The Morelia case (September 15, 2008): a symbolic milestone
The night of the cry in Morelia, two fragmentation grenades exploded among the population gathered in the central square; The attack caused at least eight dead and more than a hundred injured according to contemporary chronicles, and marked a precedent: the violence of organized crime had directly attacked massive civil events. The event generated national consternation and was qualified by authorities as a terrorist act perpetrated in the context of the war against the cartels.
Months and years later the investigation showed serious failures: detainees that retracted confessions, allegations of torture and judicial decisions that ended up leaving accused of violations of due process. The most visible invoice was impunity and permanent damage to citizen confidence in the institutions responsible for protecting it.
The war in Sinaloa: fragmentation, features and collateral damage
In contrast to Morelia’s punctual attack, the emergency in Sinaloa – visible with particular crudeness since September 2024 – is an intra -organizational war between factions of the Sinaloa cartel itself (the so -called “Chapitos”, the faction of El Mayo and other subgroups) that unleashed clashes, blockages and executions in cities such as Culiacán.
In a few months, hundreds of dead and missing were reported; Journalistic and conflict monitoring estimates indicated figures ranging from dozens daily to more than a hundred deaths and hundreds of disappearances in short time windows, with paralyzed cities and a massive military presence.
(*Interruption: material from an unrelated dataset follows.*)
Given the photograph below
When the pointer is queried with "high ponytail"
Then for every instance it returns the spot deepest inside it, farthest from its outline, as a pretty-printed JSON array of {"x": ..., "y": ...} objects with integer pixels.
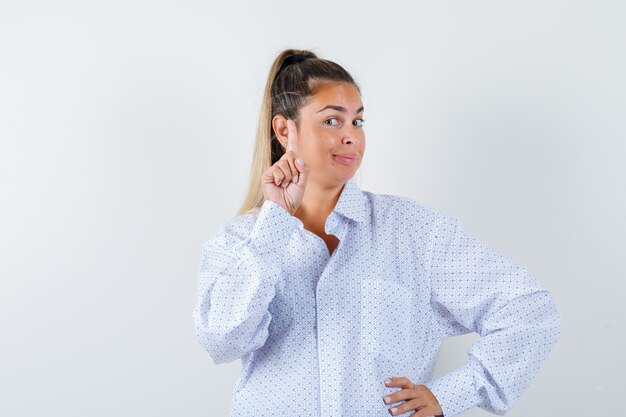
[{"x": 291, "y": 81}]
The hateful comparisons: patterns, objectives and effects
– Object of violence. Morelia’s attack was – in its form – an action aimed at creating symbolic impact and social fear, an external message to the state and the population. The war in Sinaloa, on the other hand, is a dispute over territorial control, routes and logistics networks; His violence is daily and sustained.
– Organizational dynamism. Morelia exhibits the ability of an actor (or actors) to project selective violence in holidays; Sinaloa shows the consequence of fragmentation and internal competition that multiplies armed actors, which increases the unpredictability of the conflict.
– Institutional impact. Both events underline structural weaknesses: investigative inefficiency and high impunity in the first case, and a limited state capacity to contain a prolonged urban war in the second. Militarization, far from solving fragmentation, has accentuated it in many regions.
Criticism …
Traditional responses – massive operative and emblematic arrests – have shown limited effects: they dismantle temporary leaderships but produce gaps that translate into territorial wars and indirect violence against civilian population. At the same time, forensic weakness and corruption in research chains have fed impunity – as the Morelia case illustrated – and undermined state legitimacy.
The proposals that no one is going to take into account …
– Transition to a civil and intelligence security strategy: Prioritize criminal intelligence units with judicial control and focus on financial disarticulation and logistics (monitoring of precursors and washing networks), not just blows of force. This requires interoperability and accountability.
– Focalized binational agreements: Intensify cooperation with the US in traceability of weapons and control of chemical precursors, with expedite judicial exchange protocols and policies to reduce demand/market in the north. The evidence points to a correlation between weapons from the United States and lethality in Mexico.
– Comprehensive Reform of Procuration and Expertise: Create Autonomous Forensic Units, with international standards and expert protection to avoid test and torture manufactures, in addition to repair programs for victims (Morelia case as precedent).
– Social prevention and territorial microeconomics: Economic replacement programs oriented to strategic municipalities (employment, local governance, access to services) to reduce the offer of criminal labor and restore social fabric.